In the video, Bigtree used a carbon dioxide sensor to measure the amount of CO2 in particles per million (ppm) that were concentrated under masks worn by his son. The sensor showed levels of 8,486 ppm with an N95 respirator, 8,934 ppm with a surgical mask, and 9,129 ppm with a cloth mask.
Bigtree compared these findings to a chart from Occupational Health & Safety magazine showing the side effects of working at different CO2 levels.
Although the video was deleted from Bigtree’s YouTube channel for violating the platform’s Community Guidelines, it was watched hundreds of thousands of times and is still available on other platforms.

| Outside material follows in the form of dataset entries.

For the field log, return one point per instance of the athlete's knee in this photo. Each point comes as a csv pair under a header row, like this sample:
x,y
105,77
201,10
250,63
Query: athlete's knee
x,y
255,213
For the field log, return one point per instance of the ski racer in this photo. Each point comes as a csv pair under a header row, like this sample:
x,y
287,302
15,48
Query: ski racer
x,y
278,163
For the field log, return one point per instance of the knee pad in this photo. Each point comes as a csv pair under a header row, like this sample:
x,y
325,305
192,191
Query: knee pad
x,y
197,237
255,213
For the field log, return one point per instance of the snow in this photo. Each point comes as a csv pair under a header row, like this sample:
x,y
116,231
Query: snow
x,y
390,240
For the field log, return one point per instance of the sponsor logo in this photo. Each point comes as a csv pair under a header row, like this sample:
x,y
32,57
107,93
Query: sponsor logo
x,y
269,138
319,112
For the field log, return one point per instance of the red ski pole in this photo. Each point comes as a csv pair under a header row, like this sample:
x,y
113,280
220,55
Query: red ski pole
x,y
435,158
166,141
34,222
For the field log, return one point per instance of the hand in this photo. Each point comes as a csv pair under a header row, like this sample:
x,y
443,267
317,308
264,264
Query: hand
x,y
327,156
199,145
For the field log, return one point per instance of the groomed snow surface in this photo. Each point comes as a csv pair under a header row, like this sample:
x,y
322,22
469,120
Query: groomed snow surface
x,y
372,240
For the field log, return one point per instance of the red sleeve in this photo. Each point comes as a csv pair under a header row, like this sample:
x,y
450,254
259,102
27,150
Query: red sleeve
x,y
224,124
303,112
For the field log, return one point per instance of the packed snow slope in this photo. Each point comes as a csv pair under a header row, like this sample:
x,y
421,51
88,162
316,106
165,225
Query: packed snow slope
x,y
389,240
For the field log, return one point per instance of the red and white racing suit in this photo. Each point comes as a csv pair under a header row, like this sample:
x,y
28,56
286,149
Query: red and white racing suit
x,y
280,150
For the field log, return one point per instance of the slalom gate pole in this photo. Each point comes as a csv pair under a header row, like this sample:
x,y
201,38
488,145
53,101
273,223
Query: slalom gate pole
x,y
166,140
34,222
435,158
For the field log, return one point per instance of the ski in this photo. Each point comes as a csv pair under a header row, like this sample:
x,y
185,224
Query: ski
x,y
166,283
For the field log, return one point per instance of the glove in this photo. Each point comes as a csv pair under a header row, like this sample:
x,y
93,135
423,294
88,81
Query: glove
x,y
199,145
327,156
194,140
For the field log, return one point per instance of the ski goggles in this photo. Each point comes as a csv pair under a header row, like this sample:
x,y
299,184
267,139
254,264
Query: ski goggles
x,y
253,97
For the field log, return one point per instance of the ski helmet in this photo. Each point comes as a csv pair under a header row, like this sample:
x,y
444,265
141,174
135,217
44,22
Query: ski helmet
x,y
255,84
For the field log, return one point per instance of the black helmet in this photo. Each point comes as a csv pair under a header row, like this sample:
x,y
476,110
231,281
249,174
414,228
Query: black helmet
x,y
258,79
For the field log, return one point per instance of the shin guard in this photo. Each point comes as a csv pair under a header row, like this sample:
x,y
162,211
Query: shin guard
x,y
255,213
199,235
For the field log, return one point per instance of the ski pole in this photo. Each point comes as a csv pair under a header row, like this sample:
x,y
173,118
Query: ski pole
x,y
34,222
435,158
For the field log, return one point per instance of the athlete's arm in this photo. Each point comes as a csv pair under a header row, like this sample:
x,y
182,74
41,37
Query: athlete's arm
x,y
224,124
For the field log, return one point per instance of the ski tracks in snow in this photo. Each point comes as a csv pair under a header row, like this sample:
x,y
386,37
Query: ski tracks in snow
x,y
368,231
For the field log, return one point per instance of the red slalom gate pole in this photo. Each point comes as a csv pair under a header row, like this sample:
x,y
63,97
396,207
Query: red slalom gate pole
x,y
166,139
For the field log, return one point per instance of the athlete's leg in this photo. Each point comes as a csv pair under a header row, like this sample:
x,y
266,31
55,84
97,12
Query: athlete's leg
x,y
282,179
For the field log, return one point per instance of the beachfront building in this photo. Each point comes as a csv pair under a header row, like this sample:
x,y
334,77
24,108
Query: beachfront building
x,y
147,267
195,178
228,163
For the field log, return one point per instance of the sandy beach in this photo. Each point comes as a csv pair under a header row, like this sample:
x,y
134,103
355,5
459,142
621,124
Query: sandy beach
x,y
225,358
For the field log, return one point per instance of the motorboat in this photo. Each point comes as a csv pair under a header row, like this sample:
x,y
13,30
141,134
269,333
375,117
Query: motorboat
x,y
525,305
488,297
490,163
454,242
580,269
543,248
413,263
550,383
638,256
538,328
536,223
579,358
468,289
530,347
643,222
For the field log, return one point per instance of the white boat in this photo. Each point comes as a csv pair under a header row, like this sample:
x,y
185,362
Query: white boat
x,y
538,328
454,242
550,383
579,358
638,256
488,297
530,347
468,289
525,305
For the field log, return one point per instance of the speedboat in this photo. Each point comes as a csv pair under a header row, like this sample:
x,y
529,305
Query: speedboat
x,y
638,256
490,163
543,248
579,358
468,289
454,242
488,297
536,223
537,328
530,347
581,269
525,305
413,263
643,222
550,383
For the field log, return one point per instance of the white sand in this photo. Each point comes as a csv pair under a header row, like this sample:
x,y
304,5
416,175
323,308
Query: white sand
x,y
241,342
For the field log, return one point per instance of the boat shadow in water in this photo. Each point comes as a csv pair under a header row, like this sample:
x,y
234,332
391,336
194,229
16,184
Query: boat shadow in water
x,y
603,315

Face masks -- which an increasing number of state, provincial and local authorities in North America are either requiring or recommending be worn amid the pandemic -- are a contentious issue and have become politicized.
“They are using the wrong device and they are trying to compare the wrong numbers,” explained Hyo-Jick Choi, a researcher at the University of Alberta, who designed surgical masks and respirator filters that deactivate certain viral strains.
“Their numbers should be the complete opposite,” Choi told AFP by phone, pointing out that in a proper experiment, carbon dioxide levels should be highest with an N95 mask and lowest with a cloth mask, because the latter filters less.
“It’s common sense that a cloth mask will show the lowest filtration efficiency, surgical mask will have a higher filtration efficiency, and the N95 will have the highest efficiency,” Choi said.
He suggested that the findings may be flawed because the sensor used in the video is not suited for the experiment. This carbon dioxide meter from AZ Instrument Corp, a Taiwan based company, ranges from 0 to 2,000 ppm, as the properties read here. Its screen can display readings up to 9,999, but with less accuracy.
“There is no doubt that wearing a face mask will increase carbon dioxide levels,” Choi conceded. However, the researcher warned that Bigtree’s video misleads by presenting the 5,000 ppm mark as a definite marker of toxicity. Five thousand ppm is the highest recommended exposure for people working eight-hour days every day, particularly in closed spaces.
The experiments further mislead by truncating the chart, making 5,000 ppm look like the highest mark, when in fact the real chart shows that 40,000 ppm and above is the level considered dangerous, even for short periods of time.
Steven Vercammen, a Belgian emergency room physician who wrote a review of studies on carbon dioxide poisoning, also called the experiments in Bigtree’s video “bad science.”
According to Vercammen, the important metric is the oxygen and CO2 levels in the bloodstream.
AFP Fact Check addressed the claim that mask wearing causes hypercapnia, or the buildup of carbon dioxide in the blood, here.
Vercammen told AFP by email that “Occupational safety websites made guidelines for the air concentration in a closed environment, like for workers cleaning silos or other closed environments where CO2 build-up can happen in massive volumes.”
“Numerous experiments have been done that show that there is no significant (health) effect to wearing a mask,” he said.
A study on health care workers exercising with a mask concluded that the N95 mask, “did not impose any important physiological burden during one hour of use”, even though it led to increased carbon dioxide levels. Another study on pregnant women reached similar conclusions. The N95 is a respirator that fits more tightly than a regular mask, and is not recommended for the general population or children during the pandemic, when medical workers have a critical need for them.